NAACP Image Award winner Reginald Dwayne Betts has returned to bookshelves with a powerful collection of poems in his latest work Shahid Reads His Own Palm.
Through his poetry, the national spokesman for the Campaign for Youth Justice recounts his personal experiences and those of other inmates he encountered during a nine-year stint in some of Virginia’s most dangerous adult prisons.
Betts was sentenced to jail after carjacking a man in December 1996 at the age of 16. He kept his sanity in prison by devouring one book at a time, and eventually uncovered his gift for writing poetry.
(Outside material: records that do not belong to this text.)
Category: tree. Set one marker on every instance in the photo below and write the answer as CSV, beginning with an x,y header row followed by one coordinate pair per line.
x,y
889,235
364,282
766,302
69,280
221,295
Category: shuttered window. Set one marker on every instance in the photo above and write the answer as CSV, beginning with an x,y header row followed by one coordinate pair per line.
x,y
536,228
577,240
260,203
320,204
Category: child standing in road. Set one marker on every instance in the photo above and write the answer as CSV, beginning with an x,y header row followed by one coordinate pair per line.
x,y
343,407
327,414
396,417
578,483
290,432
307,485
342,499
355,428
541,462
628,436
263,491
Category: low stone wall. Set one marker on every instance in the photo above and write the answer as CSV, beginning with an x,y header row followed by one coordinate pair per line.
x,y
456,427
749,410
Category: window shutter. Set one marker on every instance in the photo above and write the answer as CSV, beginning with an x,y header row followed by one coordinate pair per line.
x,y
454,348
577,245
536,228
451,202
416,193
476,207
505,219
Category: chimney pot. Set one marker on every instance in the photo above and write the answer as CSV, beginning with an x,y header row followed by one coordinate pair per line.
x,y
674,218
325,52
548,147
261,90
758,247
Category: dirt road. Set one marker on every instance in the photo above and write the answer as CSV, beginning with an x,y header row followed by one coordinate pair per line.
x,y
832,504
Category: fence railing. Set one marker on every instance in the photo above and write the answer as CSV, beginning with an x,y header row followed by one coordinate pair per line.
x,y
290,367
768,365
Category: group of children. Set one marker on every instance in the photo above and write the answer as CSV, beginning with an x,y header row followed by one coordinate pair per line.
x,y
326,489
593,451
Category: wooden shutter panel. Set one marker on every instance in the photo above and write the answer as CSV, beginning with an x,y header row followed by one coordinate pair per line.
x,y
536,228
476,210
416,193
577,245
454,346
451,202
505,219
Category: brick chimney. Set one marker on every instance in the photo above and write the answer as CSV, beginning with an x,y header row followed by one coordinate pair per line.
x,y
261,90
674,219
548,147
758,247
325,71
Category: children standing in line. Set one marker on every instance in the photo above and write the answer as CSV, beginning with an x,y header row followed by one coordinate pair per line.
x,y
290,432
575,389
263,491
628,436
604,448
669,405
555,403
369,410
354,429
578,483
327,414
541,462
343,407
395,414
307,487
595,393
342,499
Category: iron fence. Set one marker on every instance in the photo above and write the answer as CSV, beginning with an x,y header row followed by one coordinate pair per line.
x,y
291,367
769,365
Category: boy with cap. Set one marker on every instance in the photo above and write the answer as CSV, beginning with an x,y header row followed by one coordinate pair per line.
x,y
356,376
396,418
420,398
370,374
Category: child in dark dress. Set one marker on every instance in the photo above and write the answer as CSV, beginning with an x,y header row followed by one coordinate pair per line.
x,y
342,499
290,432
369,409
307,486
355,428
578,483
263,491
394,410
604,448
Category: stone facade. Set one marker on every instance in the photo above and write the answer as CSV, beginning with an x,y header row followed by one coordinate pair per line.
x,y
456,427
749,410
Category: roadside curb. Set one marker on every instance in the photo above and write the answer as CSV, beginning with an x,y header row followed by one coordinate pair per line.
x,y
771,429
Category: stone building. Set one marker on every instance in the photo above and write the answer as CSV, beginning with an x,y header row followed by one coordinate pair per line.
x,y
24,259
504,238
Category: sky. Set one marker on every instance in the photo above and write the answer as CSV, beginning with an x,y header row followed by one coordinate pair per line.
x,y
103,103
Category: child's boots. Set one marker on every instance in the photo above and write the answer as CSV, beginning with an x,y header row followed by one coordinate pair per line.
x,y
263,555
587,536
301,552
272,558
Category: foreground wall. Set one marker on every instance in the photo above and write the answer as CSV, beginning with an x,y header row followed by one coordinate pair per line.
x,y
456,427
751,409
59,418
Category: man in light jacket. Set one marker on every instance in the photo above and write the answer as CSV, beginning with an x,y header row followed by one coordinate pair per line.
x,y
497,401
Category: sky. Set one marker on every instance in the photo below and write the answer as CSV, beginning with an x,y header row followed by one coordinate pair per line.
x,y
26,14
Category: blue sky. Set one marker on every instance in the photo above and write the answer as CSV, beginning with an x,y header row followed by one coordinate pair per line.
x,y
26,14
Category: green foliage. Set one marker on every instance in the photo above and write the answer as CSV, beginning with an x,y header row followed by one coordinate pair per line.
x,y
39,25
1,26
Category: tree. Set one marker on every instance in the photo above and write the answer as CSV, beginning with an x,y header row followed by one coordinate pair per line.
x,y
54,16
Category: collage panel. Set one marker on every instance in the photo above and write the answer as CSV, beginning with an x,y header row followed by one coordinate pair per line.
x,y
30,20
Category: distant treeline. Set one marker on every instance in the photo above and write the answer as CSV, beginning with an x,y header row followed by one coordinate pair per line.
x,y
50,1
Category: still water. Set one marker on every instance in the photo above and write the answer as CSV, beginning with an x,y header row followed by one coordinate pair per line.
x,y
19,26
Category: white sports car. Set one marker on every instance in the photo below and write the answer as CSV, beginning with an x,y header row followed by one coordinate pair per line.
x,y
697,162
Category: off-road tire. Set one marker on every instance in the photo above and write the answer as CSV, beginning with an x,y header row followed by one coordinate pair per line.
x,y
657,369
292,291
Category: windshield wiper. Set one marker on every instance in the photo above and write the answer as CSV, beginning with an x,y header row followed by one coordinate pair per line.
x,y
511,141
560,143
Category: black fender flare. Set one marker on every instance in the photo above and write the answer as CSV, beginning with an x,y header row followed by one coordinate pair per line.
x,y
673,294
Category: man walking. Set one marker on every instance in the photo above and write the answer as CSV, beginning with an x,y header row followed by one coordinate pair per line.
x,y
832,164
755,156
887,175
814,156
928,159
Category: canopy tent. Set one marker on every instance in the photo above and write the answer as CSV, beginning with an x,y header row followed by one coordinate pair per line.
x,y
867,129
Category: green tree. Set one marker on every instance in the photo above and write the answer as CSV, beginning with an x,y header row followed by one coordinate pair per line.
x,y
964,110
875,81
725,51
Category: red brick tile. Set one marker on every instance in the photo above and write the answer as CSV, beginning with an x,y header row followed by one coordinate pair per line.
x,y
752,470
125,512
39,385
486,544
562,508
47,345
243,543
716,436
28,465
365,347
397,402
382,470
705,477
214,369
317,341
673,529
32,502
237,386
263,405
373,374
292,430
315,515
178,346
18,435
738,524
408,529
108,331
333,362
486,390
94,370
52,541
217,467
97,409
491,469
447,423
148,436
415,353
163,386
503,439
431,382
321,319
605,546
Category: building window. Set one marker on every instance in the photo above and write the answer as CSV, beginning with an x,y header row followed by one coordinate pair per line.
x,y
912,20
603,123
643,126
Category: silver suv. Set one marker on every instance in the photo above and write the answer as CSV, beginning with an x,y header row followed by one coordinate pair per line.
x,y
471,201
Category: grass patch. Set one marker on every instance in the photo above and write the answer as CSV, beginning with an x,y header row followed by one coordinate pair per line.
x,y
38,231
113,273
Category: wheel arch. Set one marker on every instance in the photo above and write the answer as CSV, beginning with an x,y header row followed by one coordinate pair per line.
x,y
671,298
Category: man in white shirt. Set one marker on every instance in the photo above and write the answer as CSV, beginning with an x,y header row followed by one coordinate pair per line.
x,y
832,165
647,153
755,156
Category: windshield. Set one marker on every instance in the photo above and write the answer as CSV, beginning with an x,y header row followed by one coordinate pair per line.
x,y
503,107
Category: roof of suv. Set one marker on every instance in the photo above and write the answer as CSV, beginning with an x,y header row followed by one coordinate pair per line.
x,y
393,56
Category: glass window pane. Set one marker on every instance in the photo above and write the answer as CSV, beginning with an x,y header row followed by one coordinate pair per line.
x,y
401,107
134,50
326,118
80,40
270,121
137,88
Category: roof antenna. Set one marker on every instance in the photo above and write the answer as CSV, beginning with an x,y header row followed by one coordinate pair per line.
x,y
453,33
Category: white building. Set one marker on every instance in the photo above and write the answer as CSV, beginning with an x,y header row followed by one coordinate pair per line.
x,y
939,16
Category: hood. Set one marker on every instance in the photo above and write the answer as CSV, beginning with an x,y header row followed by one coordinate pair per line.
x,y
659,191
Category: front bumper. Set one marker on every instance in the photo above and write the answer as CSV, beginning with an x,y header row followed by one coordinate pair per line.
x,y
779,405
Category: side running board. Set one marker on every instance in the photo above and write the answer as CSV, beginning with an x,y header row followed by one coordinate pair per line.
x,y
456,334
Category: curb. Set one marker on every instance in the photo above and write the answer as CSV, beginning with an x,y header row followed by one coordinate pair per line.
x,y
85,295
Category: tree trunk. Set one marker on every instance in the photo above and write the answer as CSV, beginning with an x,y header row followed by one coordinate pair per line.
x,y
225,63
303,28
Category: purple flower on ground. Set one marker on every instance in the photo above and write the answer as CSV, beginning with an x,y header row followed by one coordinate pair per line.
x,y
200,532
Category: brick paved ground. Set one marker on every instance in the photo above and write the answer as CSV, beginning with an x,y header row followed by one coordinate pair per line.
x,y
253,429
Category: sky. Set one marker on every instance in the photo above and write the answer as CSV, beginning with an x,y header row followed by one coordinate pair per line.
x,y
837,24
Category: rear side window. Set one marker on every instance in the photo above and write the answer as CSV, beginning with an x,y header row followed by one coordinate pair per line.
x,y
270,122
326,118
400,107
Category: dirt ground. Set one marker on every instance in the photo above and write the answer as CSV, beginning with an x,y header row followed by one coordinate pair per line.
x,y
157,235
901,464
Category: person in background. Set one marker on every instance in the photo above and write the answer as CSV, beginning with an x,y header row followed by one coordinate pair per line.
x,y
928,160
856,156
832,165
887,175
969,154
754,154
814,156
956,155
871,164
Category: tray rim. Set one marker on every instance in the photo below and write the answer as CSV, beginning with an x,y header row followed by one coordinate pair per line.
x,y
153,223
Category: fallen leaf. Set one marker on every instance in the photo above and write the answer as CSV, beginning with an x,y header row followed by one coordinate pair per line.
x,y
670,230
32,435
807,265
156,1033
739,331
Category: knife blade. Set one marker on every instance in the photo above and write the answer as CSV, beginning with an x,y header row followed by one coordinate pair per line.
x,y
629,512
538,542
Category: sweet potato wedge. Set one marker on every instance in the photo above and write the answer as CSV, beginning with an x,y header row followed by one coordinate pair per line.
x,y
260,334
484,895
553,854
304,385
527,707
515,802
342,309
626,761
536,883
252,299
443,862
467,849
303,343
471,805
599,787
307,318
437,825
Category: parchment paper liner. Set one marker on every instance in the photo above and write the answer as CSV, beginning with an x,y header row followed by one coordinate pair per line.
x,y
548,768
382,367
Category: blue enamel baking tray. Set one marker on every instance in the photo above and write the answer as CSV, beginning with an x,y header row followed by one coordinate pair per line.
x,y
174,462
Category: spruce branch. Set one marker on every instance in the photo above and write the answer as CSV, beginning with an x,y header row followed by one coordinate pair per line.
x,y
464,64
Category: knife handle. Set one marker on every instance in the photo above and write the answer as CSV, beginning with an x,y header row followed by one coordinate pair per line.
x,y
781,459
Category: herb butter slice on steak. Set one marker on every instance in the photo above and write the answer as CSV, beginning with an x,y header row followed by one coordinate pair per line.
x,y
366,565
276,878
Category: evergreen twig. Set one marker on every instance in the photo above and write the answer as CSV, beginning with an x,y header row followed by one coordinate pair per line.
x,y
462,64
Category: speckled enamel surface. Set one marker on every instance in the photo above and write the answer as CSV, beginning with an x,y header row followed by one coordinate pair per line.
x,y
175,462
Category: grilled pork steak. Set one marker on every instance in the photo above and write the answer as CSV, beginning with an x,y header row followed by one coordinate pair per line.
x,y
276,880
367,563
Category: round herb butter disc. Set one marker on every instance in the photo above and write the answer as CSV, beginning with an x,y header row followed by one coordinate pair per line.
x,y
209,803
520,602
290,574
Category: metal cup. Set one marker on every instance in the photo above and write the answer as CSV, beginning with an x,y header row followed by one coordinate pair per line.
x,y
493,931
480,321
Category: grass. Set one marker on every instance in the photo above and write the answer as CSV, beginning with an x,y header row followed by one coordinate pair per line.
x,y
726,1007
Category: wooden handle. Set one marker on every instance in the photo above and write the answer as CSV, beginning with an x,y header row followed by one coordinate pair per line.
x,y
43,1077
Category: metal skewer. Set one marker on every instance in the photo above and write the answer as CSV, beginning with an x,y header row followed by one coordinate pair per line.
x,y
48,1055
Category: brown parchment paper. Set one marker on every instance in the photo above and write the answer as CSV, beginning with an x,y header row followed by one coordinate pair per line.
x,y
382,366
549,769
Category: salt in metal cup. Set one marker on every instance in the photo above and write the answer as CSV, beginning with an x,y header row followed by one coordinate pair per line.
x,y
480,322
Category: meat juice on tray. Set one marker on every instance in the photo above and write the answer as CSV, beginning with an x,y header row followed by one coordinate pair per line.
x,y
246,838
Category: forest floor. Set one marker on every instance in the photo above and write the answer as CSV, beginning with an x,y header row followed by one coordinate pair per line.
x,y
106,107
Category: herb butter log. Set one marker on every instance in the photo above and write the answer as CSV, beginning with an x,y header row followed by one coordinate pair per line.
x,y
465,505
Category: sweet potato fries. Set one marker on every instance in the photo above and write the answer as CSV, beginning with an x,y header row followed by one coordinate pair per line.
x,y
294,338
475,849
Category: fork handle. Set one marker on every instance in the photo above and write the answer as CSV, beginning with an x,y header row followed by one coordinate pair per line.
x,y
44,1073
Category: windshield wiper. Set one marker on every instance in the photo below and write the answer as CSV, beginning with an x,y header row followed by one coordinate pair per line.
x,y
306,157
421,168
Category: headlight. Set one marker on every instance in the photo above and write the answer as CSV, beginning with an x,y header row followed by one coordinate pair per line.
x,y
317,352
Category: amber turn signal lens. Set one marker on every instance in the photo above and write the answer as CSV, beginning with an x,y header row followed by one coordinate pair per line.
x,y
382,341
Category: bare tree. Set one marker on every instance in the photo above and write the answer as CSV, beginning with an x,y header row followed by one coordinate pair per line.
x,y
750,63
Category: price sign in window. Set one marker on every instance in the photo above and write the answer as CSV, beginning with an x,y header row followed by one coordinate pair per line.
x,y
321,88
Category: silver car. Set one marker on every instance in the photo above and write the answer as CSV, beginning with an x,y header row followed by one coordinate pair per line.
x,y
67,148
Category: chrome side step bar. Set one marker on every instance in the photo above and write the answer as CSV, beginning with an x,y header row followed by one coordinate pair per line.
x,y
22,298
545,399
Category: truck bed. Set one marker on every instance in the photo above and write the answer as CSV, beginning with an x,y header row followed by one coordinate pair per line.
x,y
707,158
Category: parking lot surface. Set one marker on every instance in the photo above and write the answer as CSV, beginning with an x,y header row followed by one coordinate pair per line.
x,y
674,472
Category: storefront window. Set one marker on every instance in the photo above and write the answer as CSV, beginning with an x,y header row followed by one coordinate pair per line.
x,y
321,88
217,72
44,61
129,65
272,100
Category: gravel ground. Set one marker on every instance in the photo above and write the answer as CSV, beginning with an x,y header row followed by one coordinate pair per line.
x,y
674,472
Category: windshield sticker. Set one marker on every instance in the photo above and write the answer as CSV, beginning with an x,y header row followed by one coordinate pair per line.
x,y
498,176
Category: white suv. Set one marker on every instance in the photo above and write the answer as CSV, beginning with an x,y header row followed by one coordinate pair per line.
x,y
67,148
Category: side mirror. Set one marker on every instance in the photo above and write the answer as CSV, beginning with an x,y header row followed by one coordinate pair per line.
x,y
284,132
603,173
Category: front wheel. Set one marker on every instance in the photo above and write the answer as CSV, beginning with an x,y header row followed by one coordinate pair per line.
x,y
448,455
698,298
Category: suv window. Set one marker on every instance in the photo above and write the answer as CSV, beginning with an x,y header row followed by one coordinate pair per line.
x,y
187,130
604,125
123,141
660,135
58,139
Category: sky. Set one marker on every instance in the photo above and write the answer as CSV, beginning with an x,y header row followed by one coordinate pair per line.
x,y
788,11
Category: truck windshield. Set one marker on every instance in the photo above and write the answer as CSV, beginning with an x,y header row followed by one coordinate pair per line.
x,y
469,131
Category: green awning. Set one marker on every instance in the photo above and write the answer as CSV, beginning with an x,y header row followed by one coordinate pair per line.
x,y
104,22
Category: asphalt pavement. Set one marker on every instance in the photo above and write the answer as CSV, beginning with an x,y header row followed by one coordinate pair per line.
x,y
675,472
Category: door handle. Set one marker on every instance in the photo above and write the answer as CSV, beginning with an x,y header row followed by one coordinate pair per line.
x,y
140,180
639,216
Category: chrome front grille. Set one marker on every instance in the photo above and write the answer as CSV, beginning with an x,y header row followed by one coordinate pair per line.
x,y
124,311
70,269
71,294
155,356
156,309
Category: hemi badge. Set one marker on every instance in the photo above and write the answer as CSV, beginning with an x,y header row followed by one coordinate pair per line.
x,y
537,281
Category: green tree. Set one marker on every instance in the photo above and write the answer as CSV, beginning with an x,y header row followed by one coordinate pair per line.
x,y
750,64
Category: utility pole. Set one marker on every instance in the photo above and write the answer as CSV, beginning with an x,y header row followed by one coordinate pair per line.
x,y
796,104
In Shahid Reads His Own Palm, Betts allows his readers to become engulfed in the minds and experiences of different men that have been imprisoned and their perceptions of judgments imposed upon them from the outside world. The poems, in often graphic detail, explain the chilling truths of prison lives weighed by lost dreams and regret.
“Each poem is just there to present the humanity of the people that live there , the humanity and the brutality… All of the poems try to get at what I experienced as witness and prisoner,” Betts told the AFRO.
In thought-provoking poems such as “What your Mother Asks, and What I Never Say,” Betts sheds light on controversial subjects such as homosexual experiences in prison.
Although Betts said he does not favor any of his poems over another, he is currently contemplating, “Ode to a Kite,” which illustrates the stunting of one’s dreams while he or she is imprisoned. Betts said he has grown fond of “the way that it captures the importance of the written word and what words can do.”
Since prison, Betts has revitalized his life. As a May 2009 graduate of the University of Maryland, College Park, Betts gave the student commencement speech as his graduation. He has been awarded the Holden Fellowship from the Warren Wilson MFA Program for writers, the Soros Justice Fellowship from the Open Society Institute, a Cave Canem Fellowship and a scholarship to the Bread Loaf’s Writer’s Conference.